Manoir du Catel
Renaissance d’un ensemble médiéval exceptionnel
Situé sur la commune cauchoise d’Écretteville-lès-Baons, cette authentique maison forte seigneuriale du XIIIe siècle a bien failli disparaître, victime ces cinquante dernières années de l’abandon et des outrages du temps. Sa destinée est désormais entre les mains d’un propriétaire passionné, qui met tout en œuvre pour la restaurer et la valoriser depuis près de vingt ans.
Le manoir du Catel se trouve au cœur de l’un des plus grands clos-masures du pays de Caux. (© Stéphane William Gondoin)
C’est en 2000, année ô combien symbolique, que Frédéric Toussaint acquiert le manoir du Catel. Voilà deux années déjà que ce Francilien d’ascendance normande, affectivement très attaché à l’ancien duché, tente de donner corps à son rêve d’enfant en acquérant un château médiéval, et qu’il sillonne le nord de la France à la recherche de la perle rare.
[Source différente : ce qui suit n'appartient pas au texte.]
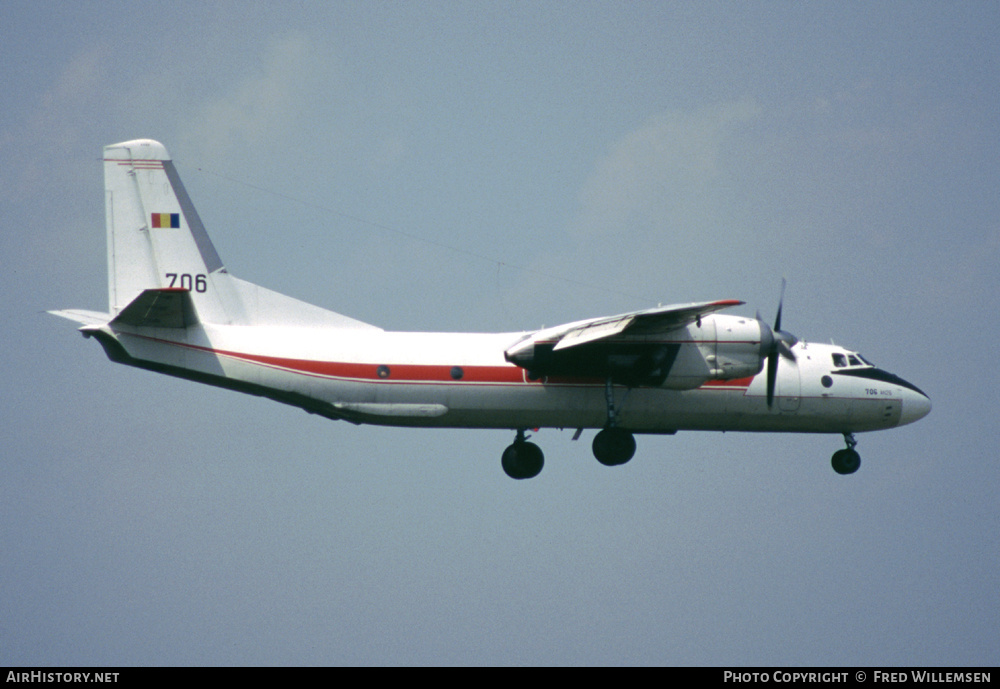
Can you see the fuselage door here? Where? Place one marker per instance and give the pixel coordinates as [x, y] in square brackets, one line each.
[789, 385]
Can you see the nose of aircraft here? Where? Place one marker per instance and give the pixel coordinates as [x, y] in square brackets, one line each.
[916, 406]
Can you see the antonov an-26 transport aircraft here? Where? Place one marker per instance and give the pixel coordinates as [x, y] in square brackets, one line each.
[175, 309]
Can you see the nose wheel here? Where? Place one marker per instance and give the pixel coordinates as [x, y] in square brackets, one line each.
[848, 460]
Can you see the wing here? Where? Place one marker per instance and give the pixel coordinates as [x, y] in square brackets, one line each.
[609, 347]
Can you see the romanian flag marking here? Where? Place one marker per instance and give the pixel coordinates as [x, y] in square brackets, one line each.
[166, 220]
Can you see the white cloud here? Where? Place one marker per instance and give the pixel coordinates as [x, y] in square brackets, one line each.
[264, 107]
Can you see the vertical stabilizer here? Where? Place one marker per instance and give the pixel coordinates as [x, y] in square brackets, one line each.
[156, 239]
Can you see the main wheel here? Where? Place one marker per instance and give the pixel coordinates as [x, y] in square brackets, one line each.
[845, 461]
[613, 446]
[522, 460]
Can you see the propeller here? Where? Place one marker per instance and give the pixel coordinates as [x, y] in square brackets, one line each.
[775, 342]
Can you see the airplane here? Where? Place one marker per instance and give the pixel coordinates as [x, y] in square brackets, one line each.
[175, 309]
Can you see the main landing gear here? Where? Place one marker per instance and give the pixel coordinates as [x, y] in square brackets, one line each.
[848, 460]
[613, 446]
[522, 459]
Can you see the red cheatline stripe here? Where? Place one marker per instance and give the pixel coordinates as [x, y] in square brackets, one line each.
[414, 373]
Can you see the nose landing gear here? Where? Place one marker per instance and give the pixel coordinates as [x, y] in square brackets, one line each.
[848, 460]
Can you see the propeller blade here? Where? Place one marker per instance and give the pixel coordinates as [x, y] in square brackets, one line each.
[772, 374]
[781, 303]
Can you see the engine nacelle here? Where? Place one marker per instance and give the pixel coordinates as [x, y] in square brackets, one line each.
[714, 348]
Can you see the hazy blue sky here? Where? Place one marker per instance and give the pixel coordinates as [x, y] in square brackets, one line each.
[579, 159]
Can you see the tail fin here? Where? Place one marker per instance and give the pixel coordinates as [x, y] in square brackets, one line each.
[157, 245]
[155, 238]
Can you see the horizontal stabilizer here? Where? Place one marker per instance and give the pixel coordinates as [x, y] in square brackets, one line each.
[159, 308]
[83, 317]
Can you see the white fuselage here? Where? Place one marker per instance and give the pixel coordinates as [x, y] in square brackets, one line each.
[463, 380]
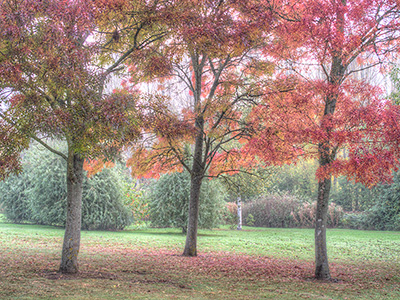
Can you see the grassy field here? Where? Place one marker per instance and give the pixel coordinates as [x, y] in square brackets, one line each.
[256, 263]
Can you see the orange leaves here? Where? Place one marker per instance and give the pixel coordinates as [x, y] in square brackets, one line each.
[94, 166]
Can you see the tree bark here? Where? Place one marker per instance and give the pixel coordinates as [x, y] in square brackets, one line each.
[72, 236]
[321, 254]
[191, 236]
[239, 203]
[196, 179]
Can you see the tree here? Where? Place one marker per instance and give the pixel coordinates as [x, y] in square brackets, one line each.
[211, 51]
[53, 81]
[38, 195]
[317, 107]
[169, 202]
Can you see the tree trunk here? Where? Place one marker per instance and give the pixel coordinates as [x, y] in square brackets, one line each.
[321, 255]
[72, 236]
[196, 179]
[191, 237]
[239, 203]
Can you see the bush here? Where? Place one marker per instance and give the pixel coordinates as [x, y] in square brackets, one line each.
[169, 202]
[271, 211]
[137, 200]
[38, 195]
[287, 211]
[230, 215]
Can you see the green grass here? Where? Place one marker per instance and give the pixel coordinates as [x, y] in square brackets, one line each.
[256, 263]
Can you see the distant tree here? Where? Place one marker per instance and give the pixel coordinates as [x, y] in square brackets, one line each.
[39, 195]
[169, 202]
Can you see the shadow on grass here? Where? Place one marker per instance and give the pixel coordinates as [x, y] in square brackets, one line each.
[170, 233]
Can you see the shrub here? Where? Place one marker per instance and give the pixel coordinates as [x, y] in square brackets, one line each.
[287, 211]
[38, 195]
[169, 202]
[229, 214]
[137, 200]
[272, 210]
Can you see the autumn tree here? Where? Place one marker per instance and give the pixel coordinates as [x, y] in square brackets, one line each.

Par l’une de ces journées glaciales et pluvieuses que nous réservent parfois nos hivers, le coup de téléphone d’une agence immobilière l’entraîne au cœur du pays de Caux, pour un choc terrible au milieu d’un océan de boue : « une barrière effondrée, une allée de mâchefer, des hangars éventrés, des étables en béton, des carcasses de voitures et d’engins agricoles sont l’écrin d’un manoir qu’on a du mal à discerner. […] Les salles immenses aux planchers perforés n’ont ni fenêtres ni portes, mais elles sont habitées : pigeons, souris, moineaux semblent parfaitement à l’aise à l’abri relatif de la pluie qui redouble de violence. […] Des seaux de plastique ou de métal essaient de retenir sous chaque fuite l’eau destructrice qui a commencé son dangereux travail, mais comme personne ne les vide… » De retour chez lui, il choisit dans un premier temps de ne pas donner suite, puis réfléchit, se ravise et prend une décision qui engagera toute sa vie : « Je sauverai le manoir du Catel ! »
Un symbole de justice seigneuriale
C’est que cet endroit, chargé d’Histoire et d’histoires, ensorcelle à plus d’un titre. Le nom d’Écretteville d’abord, fleure bon les rivages de la Baltique : ici, sans doute peu après 911 et la concession de l’embryon de la future Normandie au chef viking Rollon par le roi franc Charles le Simple, s’installa un colon scandinave nommé Skrauti.